The review found opportunities were missed, in December 2010 and 2011, to refer Mitchell for consideration under Plymouth’s VARMM procedures.

These had been designed for adults who were self-neglecting and refusing services, and included facilitating a mental capacity assessment and a ‘networked’ approach via which the agency best placed to successfully re-engage would take a lead. The VARMM procedures could have allowed for “creative interventions”, the review said.

But it found that the process, which was local authority-led, was poorly understood within the NHS-led mental health partnership, and little used. Meanwhile, more knowledgeable adult care team managers working within the partnership were not responsible for day-to-day case supervision, meaning they were likely to have been out of the loop.

“Both the adult care safeguarding lead and the primary care trust safeguarding lead state that VARMM was used extensively until 2009, when a review and restructure of adult social care was initiated,” the review said. “A culture of ‘avoiding’ VARMM and in doing so, avoiding consulting with the adult safeguarding team, arose.”

Governance arrangements within the mental health partnership, the SAR found, were “uncertain”. For unknown reasons, a psychiatric nurse responsible for liaising with Mitchell’s family retained her status as a point of contact despite being moved to a different area team in 2009. The wider picture was further complicated by ongoing restructuring of mental health services during 2011 and 2012.

“Ruth appears to have been at her most vulnerable at a time of organisational change in mental health services,” the review said. “It would appear that all staff had heavy workloads; the predicament of a woman on standard care, who had been known for many years, may not have [had] the attention it needed.”

‘Working very separately’

The SAR concluded that agencies involved with Mitchell had “worked very separately and shared no information”.

Among a series of key learning points, the review said that agencies needed to share information more effectively, follow multi-agency safeguarding and risk management guidance, improve record-keeping and referral follow-up, and promote better contact with people at risk of self-neglect.

Steve Waite, the chief executive of Livewell Southwest, which now delivers mental health and adult social care services in Plymouth, said that “significant changes” had already been implemented.
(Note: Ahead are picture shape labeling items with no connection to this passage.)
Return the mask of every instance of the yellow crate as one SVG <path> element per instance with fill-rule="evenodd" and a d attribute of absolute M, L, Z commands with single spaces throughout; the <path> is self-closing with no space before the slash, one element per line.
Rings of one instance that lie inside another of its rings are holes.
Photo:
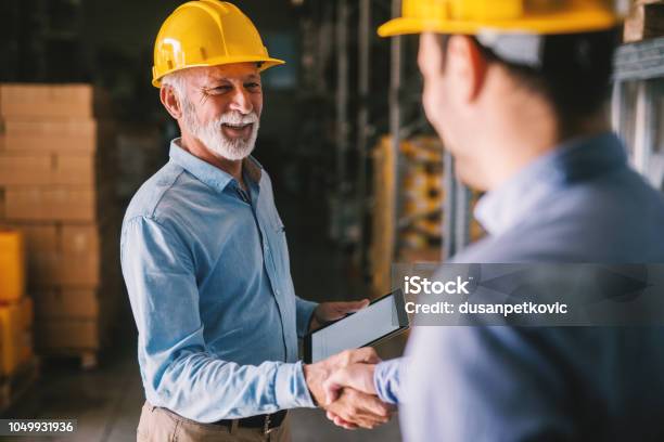
<path fill-rule="evenodd" d="M 25 290 L 25 251 L 21 232 L 0 229 L 0 301 L 17 301 Z"/>

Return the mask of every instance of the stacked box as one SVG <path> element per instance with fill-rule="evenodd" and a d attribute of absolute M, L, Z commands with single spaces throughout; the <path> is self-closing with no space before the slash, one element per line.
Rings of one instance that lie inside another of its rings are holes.
<path fill-rule="evenodd" d="M 0 223 L 25 236 L 38 351 L 97 352 L 120 286 L 114 125 L 89 84 L 0 84 Z"/>
<path fill-rule="evenodd" d="M 16 230 L 0 230 L 0 379 L 33 360 L 33 303 L 25 296 L 25 245 Z"/>

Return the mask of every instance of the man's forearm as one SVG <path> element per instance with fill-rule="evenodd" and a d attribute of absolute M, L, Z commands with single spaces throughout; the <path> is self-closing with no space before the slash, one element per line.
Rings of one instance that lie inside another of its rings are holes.
<path fill-rule="evenodd" d="M 200 422 L 315 406 L 302 363 L 239 365 L 197 352 L 157 373 L 145 374 L 148 400 Z"/>

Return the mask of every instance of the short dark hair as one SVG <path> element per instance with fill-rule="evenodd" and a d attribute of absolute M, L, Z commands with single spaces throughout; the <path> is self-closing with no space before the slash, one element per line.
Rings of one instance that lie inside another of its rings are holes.
<path fill-rule="evenodd" d="M 448 39 L 440 40 L 444 52 Z M 473 40 L 488 62 L 500 63 L 521 84 L 551 103 L 562 132 L 575 131 L 580 121 L 601 112 L 610 96 L 618 28 L 545 36 L 537 68 L 505 61 Z"/>

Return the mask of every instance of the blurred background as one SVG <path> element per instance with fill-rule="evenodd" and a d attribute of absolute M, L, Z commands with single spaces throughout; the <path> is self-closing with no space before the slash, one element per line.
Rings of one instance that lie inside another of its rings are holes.
<path fill-rule="evenodd" d="M 119 225 L 178 135 L 150 79 L 180 3 L 0 0 L 0 412 L 78 419 L 66 440 L 135 439 L 144 396 Z M 399 0 L 234 3 L 288 62 L 264 74 L 255 156 L 301 297 L 378 297 L 392 262 L 444 260 L 482 237 L 480 195 L 455 179 L 421 109 L 417 38 L 375 35 Z M 662 35 L 664 3 L 635 2 L 611 113 L 634 167 L 664 190 Z M 319 411 L 296 411 L 293 437 L 400 440 L 397 419 L 345 432 Z"/>

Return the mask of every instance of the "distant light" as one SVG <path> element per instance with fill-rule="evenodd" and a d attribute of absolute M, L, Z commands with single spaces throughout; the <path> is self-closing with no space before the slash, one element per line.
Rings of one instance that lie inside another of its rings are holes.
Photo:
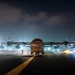
<path fill-rule="evenodd" d="M 65 50 L 65 51 L 63 51 L 63 53 L 66 53 L 66 54 L 73 54 L 73 52 L 70 51 L 70 50 Z"/>

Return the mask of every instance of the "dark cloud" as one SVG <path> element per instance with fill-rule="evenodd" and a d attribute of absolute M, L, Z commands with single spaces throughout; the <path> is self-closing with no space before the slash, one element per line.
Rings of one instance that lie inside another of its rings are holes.
<path fill-rule="evenodd" d="M 53 34 L 52 36 L 56 36 L 60 31 L 63 35 L 65 31 L 68 32 L 67 27 L 74 26 L 75 12 L 58 13 L 49 14 L 47 11 L 38 11 L 30 14 L 26 9 L 2 2 L 0 3 L 0 31 L 4 31 L 6 36 L 16 36 L 16 34 L 17 36 L 21 34 L 26 36 L 38 34 L 42 37 Z"/>

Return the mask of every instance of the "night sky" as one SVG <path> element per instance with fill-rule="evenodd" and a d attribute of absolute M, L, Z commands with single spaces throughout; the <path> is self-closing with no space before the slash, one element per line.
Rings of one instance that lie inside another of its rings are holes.
<path fill-rule="evenodd" d="M 0 41 L 75 41 L 75 1 L 0 0 Z"/>

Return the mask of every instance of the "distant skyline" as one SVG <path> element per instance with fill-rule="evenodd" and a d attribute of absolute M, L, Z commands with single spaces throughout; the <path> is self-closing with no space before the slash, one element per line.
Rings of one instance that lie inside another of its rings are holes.
<path fill-rule="evenodd" d="M 75 1 L 0 0 L 0 41 L 75 41 Z"/>

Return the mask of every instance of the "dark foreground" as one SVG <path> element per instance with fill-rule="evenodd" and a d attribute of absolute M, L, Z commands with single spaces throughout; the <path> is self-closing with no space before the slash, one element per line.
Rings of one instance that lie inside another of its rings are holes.
<path fill-rule="evenodd" d="M 0 56 L 0 75 L 17 67 L 31 56 Z M 36 56 L 19 75 L 74 75 L 75 57 L 73 55 Z"/>
<path fill-rule="evenodd" d="M 73 55 L 45 55 L 35 57 L 20 75 L 75 74 Z"/>

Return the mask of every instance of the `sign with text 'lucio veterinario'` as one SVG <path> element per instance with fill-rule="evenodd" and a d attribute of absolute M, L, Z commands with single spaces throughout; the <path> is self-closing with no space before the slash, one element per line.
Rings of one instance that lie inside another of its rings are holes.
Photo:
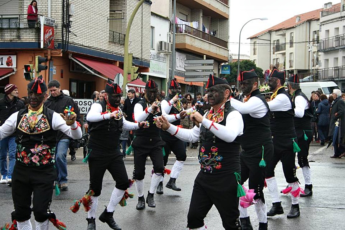
<path fill-rule="evenodd" d="M 74 101 L 78 106 L 80 114 L 86 114 L 93 103 L 93 99 L 86 98 L 75 98 Z"/>

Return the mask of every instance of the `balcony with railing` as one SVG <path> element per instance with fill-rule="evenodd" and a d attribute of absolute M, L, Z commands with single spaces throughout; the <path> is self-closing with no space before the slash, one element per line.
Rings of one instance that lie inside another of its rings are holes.
<path fill-rule="evenodd" d="M 325 52 L 344 48 L 345 33 L 320 40 L 318 50 L 320 52 Z"/>
<path fill-rule="evenodd" d="M 319 69 L 318 76 L 322 80 L 345 79 L 345 66 Z"/>
<path fill-rule="evenodd" d="M 228 42 L 187 25 L 176 25 L 176 49 L 228 61 Z"/>

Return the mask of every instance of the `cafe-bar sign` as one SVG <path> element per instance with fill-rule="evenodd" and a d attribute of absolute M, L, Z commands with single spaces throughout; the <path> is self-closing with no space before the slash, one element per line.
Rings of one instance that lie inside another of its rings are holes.
<path fill-rule="evenodd" d="M 54 49 L 54 27 L 55 20 L 41 16 L 41 48 Z"/>

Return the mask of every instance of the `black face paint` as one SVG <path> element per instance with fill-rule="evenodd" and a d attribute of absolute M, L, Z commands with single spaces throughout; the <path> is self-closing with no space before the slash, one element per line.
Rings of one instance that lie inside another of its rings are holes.
<path fill-rule="evenodd" d="M 36 108 L 44 100 L 46 93 L 35 93 L 32 90 L 28 90 L 28 99 L 30 106 L 32 108 Z"/>
<path fill-rule="evenodd" d="M 120 94 L 111 93 L 108 94 L 108 101 L 109 102 L 109 103 L 115 108 L 118 107 L 121 99 Z"/>

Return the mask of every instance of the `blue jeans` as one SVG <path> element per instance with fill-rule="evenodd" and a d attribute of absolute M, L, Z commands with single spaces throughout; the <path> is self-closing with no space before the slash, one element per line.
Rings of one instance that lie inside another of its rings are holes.
<path fill-rule="evenodd" d="M 58 142 L 56 146 L 55 157 L 56 160 L 56 169 L 58 173 L 58 183 L 61 184 L 66 183 L 67 176 L 67 150 L 68 149 L 71 141 L 68 139 L 62 139 Z"/>
<path fill-rule="evenodd" d="M 17 144 L 15 137 L 8 137 L 0 141 L 0 173 L 4 177 L 12 176 L 16 163 Z M 9 164 L 7 170 L 7 150 Z"/>

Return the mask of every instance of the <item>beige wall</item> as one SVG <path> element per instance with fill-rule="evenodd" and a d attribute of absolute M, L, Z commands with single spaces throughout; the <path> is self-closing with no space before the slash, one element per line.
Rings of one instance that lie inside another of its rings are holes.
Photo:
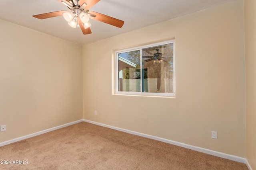
<path fill-rule="evenodd" d="M 246 158 L 256 170 L 256 1 L 244 1 Z"/>
<path fill-rule="evenodd" d="M 82 47 L 0 20 L 0 142 L 82 119 Z"/>
<path fill-rule="evenodd" d="M 84 46 L 84 118 L 245 158 L 243 12 L 239 0 Z M 173 37 L 176 98 L 112 94 L 113 50 Z"/>

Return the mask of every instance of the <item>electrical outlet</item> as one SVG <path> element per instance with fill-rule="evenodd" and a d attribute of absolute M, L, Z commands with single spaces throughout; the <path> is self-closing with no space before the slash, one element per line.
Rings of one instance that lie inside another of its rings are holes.
<path fill-rule="evenodd" d="M 3 132 L 4 131 L 5 131 L 6 130 L 6 125 L 1 125 L 1 131 Z"/>
<path fill-rule="evenodd" d="M 217 132 L 212 131 L 212 138 L 217 139 Z"/>

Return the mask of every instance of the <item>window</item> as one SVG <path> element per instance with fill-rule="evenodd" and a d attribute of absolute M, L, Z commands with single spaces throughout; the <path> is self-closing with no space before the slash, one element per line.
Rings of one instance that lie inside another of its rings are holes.
<path fill-rule="evenodd" d="M 174 96 L 174 40 L 116 53 L 116 93 Z"/>

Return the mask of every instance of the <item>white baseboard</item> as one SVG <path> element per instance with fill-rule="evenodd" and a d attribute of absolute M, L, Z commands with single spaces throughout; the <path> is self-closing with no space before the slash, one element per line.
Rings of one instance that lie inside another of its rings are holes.
<path fill-rule="evenodd" d="M 248 169 L 249 170 L 252 170 L 252 168 L 249 164 L 249 162 L 248 162 L 248 161 L 246 159 L 245 160 L 246 160 L 245 164 L 246 164 L 246 166 L 247 166 L 247 168 L 248 168 Z"/>
<path fill-rule="evenodd" d="M 27 135 L 24 136 L 23 137 L 20 137 L 17 138 L 15 138 L 13 139 L 11 139 L 9 141 L 7 141 L 5 142 L 2 142 L 0 143 L 0 147 L 6 145 L 10 144 L 11 143 L 14 143 L 14 142 L 18 142 L 22 140 L 26 139 L 28 138 L 34 137 L 36 136 L 37 136 L 40 135 L 41 135 L 44 133 L 45 133 L 47 132 L 50 132 L 51 131 L 54 131 L 54 130 L 57 130 L 59 129 L 62 128 L 67 126 L 70 126 L 70 125 L 74 125 L 74 124 L 78 123 L 84 121 L 86 122 L 90 123 L 91 123 L 94 124 L 95 125 L 98 125 L 99 126 L 103 126 L 112 129 L 113 129 L 119 131 L 126 132 L 128 133 L 136 135 L 142 137 L 146 137 L 152 139 L 156 140 L 156 141 L 161 141 L 162 142 L 165 142 L 166 143 L 170 143 L 170 144 L 178 146 L 179 147 L 182 147 L 185 148 L 192 149 L 194 150 L 196 150 L 198 152 L 200 152 L 203 153 L 206 153 L 215 156 L 216 156 L 220 157 L 220 158 L 225 158 L 230 160 L 234 160 L 239 162 L 245 163 L 246 164 L 247 167 L 249 170 L 252 170 L 252 168 L 250 166 L 249 162 L 246 160 L 246 159 L 237 156 L 236 156 L 232 155 L 230 154 L 226 154 L 224 153 L 222 153 L 219 152 L 215 151 L 214 150 L 210 150 L 208 149 L 206 149 L 200 147 L 195 147 L 180 142 L 176 142 L 173 141 L 171 141 L 168 139 L 166 139 L 164 138 L 160 138 L 159 137 L 150 135 L 149 135 L 145 134 L 144 133 L 140 133 L 139 132 L 135 132 L 134 131 L 132 131 L 129 130 L 125 129 L 124 129 L 120 128 L 119 127 L 115 127 L 114 126 L 110 126 L 107 125 L 105 125 L 102 123 L 94 122 L 93 121 L 91 121 L 86 119 L 81 119 L 76 121 L 73 121 L 72 122 L 69 123 L 64 125 L 61 125 L 60 126 L 56 126 L 56 127 L 52 127 L 52 128 L 44 130 L 43 131 L 40 131 L 38 132 L 36 132 L 32 134 L 28 135 Z"/>
<path fill-rule="evenodd" d="M 162 142 L 165 142 L 166 143 L 170 143 L 170 144 L 178 146 L 179 147 L 181 147 L 184 148 L 187 148 L 188 149 L 192 149 L 194 150 L 206 153 L 206 154 L 210 154 L 212 155 L 215 156 L 220 158 L 225 158 L 226 159 L 234 160 L 234 161 L 238 162 L 239 162 L 246 164 L 249 165 L 249 164 L 248 163 L 248 162 L 247 161 L 247 160 L 246 158 L 242 158 L 239 156 L 237 156 L 234 155 L 232 155 L 229 154 L 225 154 L 224 153 L 217 152 L 214 150 L 210 150 L 210 149 L 201 148 L 200 147 L 195 147 L 194 146 L 190 145 L 187 145 L 187 144 L 181 143 L 180 142 L 176 142 L 173 141 L 171 141 L 170 140 L 166 139 L 164 138 L 161 138 L 160 137 L 157 137 L 156 136 L 151 136 L 151 135 L 145 134 L 144 133 L 142 133 L 139 132 L 135 132 L 134 131 L 132 131 L 129 130 L 120 128 L 119 127 L 116 127 L 114 126 L 110 126 L 109 125 L 107 125 L 104 124 L 96 122 L 93 121 L 91 121 L 88 120 L 84 119 L 84 121 L 90 123 L 91 123 L 94 124 L 98 125 L 101 126 L 103 126 L 106 127 L 108 127 L 110 129 L 117 130 L 119 131 L 126 132 L 128 133 L 130 133 L 133 135 L 135 135 L 141 136 L 142 137 L 145 137 L 147 138 L 156 140 L 156 141 L 161 141 Z M 251 169 L 251 169 L 252 170 L 252 169 Z"/>
<path fill-rule="evenodd" d="M 50 132 L 51 131 L 54 131 L 54 130 L 57 130 L 59 129 L 62 128 L 62 127 L 66 127 L 66 126 L 70 126 L 70 125 L 74 125 L 78 123 L 82 122 L 84 121 L 84 119 L 79 120 L 76 121 L 73 121 L 73 122 L 69 123 L 64 125 L 60 125 L 60 126 L 56 126 L 56 127 L 52 127 L 52 128 L 44 130 L 43 131 L 40 131 L 40 132 L 36 132 L 32 134 L 28 135 L 27 135 L 24 136 L 23 137 L 15 138 L 13 139 L 11 139 L 9 141 L 6 141 L 5 142 L 2 142 L 0 143 L 0 147 L 2 146 L 10 144 L 14 142 L 18 142 L 22 140 L 26 139 L 28 138 L 34 137 L 36 136 L 39 135 L 44 133 L 45 133 L 47 132 Z"/>

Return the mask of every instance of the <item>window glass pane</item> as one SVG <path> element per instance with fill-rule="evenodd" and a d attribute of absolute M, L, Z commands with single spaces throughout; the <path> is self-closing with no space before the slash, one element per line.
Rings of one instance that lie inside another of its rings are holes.
<path fill-rule="evenodd" d="M 118 91 L 140 92 L 140 51 L 118 54 Z"/>
<path fill-rule="evenodd" d="M 142 92 L 173 93 L 173 44 L 142 49 Z"/>

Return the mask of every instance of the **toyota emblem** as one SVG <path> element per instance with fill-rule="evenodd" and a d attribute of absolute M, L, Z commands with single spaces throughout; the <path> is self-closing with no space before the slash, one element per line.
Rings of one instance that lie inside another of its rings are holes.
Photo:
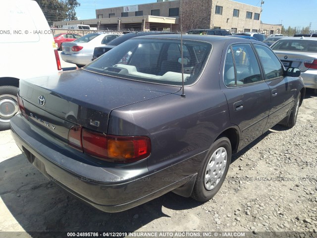
<path fill-rule="evenodd" d="M 39 104 L 41 106 L 44 106 L 44 104 L 45 104 L 45 99 L 43 96 L 39 96 Z"/>

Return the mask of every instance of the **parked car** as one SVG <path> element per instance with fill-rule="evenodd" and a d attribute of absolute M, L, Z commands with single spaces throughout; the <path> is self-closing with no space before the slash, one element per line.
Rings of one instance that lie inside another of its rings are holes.
<path fill-rule="evenodd" d="M 287 37 L 271 47 L 286 67 L 301 70 L 307 88 L 317 89 L 317 38 Z"/>
<path fill-rule="evenodd" d="M 91 60 L 92 61 L 96 60 L 100 56 L 102 56 L 105 53 L 107 52 L 111 49 L 134 37 L 150 35 L 162 35 L 166 34 L 167 33 L 166 33 L 166 32 L 161 31 L 141 31 L 126 34 L 125 35 L 121 36 L 120 37 L 118 37 L 117 39 L 113 40 L 106 46 L 96 47 L 95 50 L 94 50 L 94 54 L 93 54 L 93 58 L 91 59 Z M 168 34 L 173 34 L 175 33 L 170 32 Z"/>
<path fill-rule="evenodd" d="M 60 56 L 63 60 L 82 67 L 91 61 L 95 47 L 106 44 L 116 38 L 118 34 L 88 34 L 72 42 L 63 44 Z"/>
<path fill-rule="evenodd" d="M 280 39 L 282 39 L 285 37 L 284 36 L 272 36 L 269 37 L 265 39 L 264 41 L 263 41 L 264 43 L 265 43 L 268 46 L 271 46 L 273 45 L 275 42 L 277 41 Z"/>
<path fill-rule="evenodd" d="M 0 22 L 1 130 L 10 128 L 10 119 L 18 111 L 20 80 L 57 74 L 61 67 L 50 27 L 36 1 L 2 1 Z"/>
<path fill-rule="evenodd" d="M 249 40 L 254 40 L 255 41 L 258 41 L 258 39 L 257 38 L 250 36 L 240 36 L 240 35 L 234 35 L 232 36 L 232 36 L 233 37 L 239 37 L 239 38 L 249 39 Z"/>
<path fill-rule="evenodd" d="M 236 36 L 250 36 L 257 38 L 259 41 L 264 41 L 266 37 L 263 34 L 257 33 L 257 32 L 245 32 L 244 33 L 238 33 L 235 34 Z"/>
<path fill-rule="evenodd" d="M 196 29 L 187 32 L 189 35 L 211 35 L 216 36 L 228 36 L 232 34 L 224 29 Z"/>
<path fill-rule="evenodd" d="M 295 124 L 300 74 L 248 39 L 135 37 L 54 84 L 21 81 L 11 127 L 30 163 L 103 211 L 170 191 L 205 202 L 232 153 L 277 123 Z"/>
<path fill-rule="evenodd" d="M 57 47 L 61 50 L 63 43 L 74 41 L 76 39 L 81 37 L 81 36 L 77 34 L 59 33 L 54 35 L 53 37 Z"/>

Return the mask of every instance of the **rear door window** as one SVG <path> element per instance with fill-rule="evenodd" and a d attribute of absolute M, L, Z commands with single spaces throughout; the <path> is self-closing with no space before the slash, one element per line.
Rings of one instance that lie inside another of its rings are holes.
<path fill-rule="evenodd" d="M 227 52 L 224 72 L 225 85 L 242 86 L 262 81 L 255 54 L 249 44 L 235 44 Z"/>

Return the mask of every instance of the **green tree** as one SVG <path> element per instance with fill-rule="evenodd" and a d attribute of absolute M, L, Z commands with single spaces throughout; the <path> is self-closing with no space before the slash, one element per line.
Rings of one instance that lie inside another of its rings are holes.
<path fill-rule="evenodd" d="M 80 4 L 77 0 L 36 0 L 49 24 L 54 21 L 77 20 L 75 9 Z"/>

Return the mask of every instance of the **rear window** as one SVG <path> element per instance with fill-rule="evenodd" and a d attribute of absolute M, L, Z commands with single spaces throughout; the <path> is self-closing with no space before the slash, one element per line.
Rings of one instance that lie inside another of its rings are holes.
<path fill-rule="evenodd" d="M 83 68 L 123 79 L 181 86 L 180 49 L 179 40 L 132 39 Z M 183 41 L 185 85 L 198 79 L 211 50 L 210 43 Z"/>
<path fill-rule="evenodd" d="M 317 41 L 281 39 L 273 45 L 272 50 L 317 52 Z"/>
<path fill-rule="evenodd" d="M 88 34 L 84 36 L 82 36 L 77 40 L 75 40 L 73 42 L 89 42 L 93 39 L 98 36 L 100 34 L 96 33 Z"/>

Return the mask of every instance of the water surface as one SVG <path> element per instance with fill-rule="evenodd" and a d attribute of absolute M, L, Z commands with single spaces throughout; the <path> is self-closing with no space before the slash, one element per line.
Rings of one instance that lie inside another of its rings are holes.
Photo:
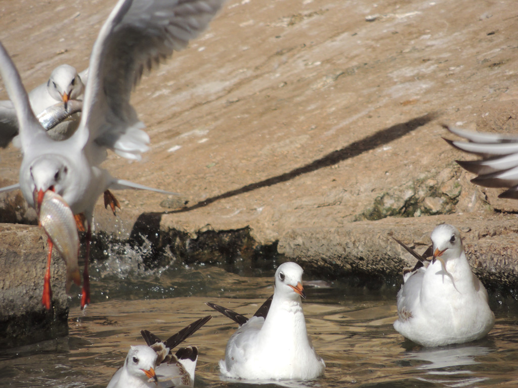
<path fill-rule="evenodd" d="M 325 377 L 250 384 L 222 380 L 218 362 L 237 325 L 205 302 L 251 316 L 273 293 L 273 271 L 258 277 L 214 267 L 147 271 L 121 261 L 94 265 L 92 272 L 92 304 L 82 311 L 78 297 L 73 299 L 68 336 L 2 350 L 0 386 L 105 387 L 130 345 L 145 343 L 141 330 L 165 339 L 207 315 L 214 318 L 186 341 L 200 350 L 196 387 L 518 386 L 518 314 L 512 303 L 493 302 L 496 323 L 487 338 L 426 349 L 405 341 L 392 327 L 397 287 L 310 281 L 303 306 L 308 332 L 327 364 Z"/>

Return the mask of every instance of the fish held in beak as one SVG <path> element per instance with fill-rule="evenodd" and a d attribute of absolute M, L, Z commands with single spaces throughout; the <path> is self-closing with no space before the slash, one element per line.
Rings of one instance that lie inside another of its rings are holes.
<path fill-rule="evenodd" d="M 38 200 L 41 191 L 38 192 Z M 47 190 L 42 195 L 38 206 L 40 225 L 66 264 L 66 291 L 68 292 L 73 282 L 78 286 L 81 285 L 78 264 L 79 237 L 76 220 L 63 198 L 51 190 Z"/>

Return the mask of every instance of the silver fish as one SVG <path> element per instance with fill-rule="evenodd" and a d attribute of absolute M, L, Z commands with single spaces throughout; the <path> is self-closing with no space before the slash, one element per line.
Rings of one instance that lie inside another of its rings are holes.
<path fill-rule="evenodd" d="M 59 194 L 48 190 L 39 208 L 39 222 L 66 264 L 66 292 L 73 281 L 81 285 L 77 258 L 79 237 L 74 214 Z"/>
<path fill-rule="evenodd" d="M 67 108 L 65 109 L 64 102 L 58 102 L 49 107 L 37 116 L 40 124 L 47 130 L 52 129 L 63 122 L 72 120 L 70 116 L 83 109 L 83 101 L 79 100 L 69 100 Z"/>

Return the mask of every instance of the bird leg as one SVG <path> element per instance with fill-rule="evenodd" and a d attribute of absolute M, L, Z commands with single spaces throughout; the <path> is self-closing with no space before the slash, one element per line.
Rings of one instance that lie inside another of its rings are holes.
<path fill-rule="evenodd" d="M 118 207 L 119 208 L 121 208 L 121 204 L 119 203 L 117 199 L 115 198 L 115 196 L 112 194 L 109 190 L 107 190 L 104 192 L 104 208 L 106 208 L 108 207 L 108 205 L 111 208 L 111 211 L 113 212 L 113 215 L 117 215 L 115 214 L 115 208 Z"/>
<path fill-rule="evenodd" d="M 41 304 L 47 310 L 50 309 L 50 302 L 52 299 L 52 290 L 50 289 L 50 259 L 52 256 L 52 241 L 49 238 L 49 256 L 47 259 L 47 272 L 45 273 L 43 283 L 43 295 Z"/>
<path fill-rule="evenodd" d="M 79 214 L 74 214 L 74 218 L 76 220 L 76 226 L 77 227 L 77 230 L 80 232 L 85 231 L 84 221 L 86 220 L 86 217 L 84 216 L 84 213 L 80 213 Z"/>
<path fill-rule="evenodd" d="M 90 242 L 92 241 L 92 229 L 88 223 L 87 232 L 87 246 L 85 249 L 84 270 L 83 271 L 83 289 L 81 292 L 81 309 L 90 304 L 90 277 L 88 274 L 88 264 L 90 260 Z"/>

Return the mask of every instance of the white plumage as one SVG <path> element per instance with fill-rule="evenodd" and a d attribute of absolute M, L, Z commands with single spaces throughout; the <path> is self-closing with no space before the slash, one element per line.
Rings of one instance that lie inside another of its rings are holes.
<path fill-rule="evenodd" d="M 452 225 L 439 225 L 431 241 L 431 262 L 407 276 L 398 293 L 394 329 L 424 346 L 484 337 L 493 327 L 495 317 L 487 293 L 468 263 L 460 232 Z"/>
<path fill-rule="evenodd" d="M 198 360 L 195 346 L 172 349 L 208 322 L 210 316 L 161 341 L 147 330 L 140 333 L 147 345 L 132 346 L 124 364 L 110 380 L 107 388 L 178 388 L 194 385 L 194 371 Z"/>
<path fill-rule="evenodd" d="M 300 303 L 305 296 L 302 273 L 295 263 L 279 266 L 266 318 L 250 318 L 230 338 L 225 360 L 220 361 L 222 374 L 260 380 L 310 380 L 324 374 L 325 363 L 306 330 Z"/>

“There were missed opportunities in Ruth’s care and information was not shared when it should have been,” he said. “While nothing can bring Ruth back, we have come a long way in the last five years – the police, housing, the council and community groups work really well with us today to ensure that people at risk of self-neglect, and their families, can get the care and support they need.”

2 Responses to Poor multi-agency working a factor in case where self-neglecting woman died

  1. Frank Cliffe November 8, 2017 at 2:13 pm #

    Once again a very sad case,when will the care and support for the very people the care system is intended get the comprehensive care they deserve and avoid this sad waste of life.

  2. A Man Called Horse November 8, 2017 at 4:28 pm #

    Restructures are driven not by making services better but essentially by cuts to funding. I am not at all surprised by this report it was an accident waiting to happen.
    Meanwhile the cuts and Austerity continue, we can look forward to more of the same over the coming years. The Tories have wrecked the NHS and frankly the lack of mental health care of the population is a national scandal in a 1st world economy.
    We always have to make choices with scarce resources, the Government in 2008 made a choice to bail out bankers and banks and really it has been continuous cuts since that time.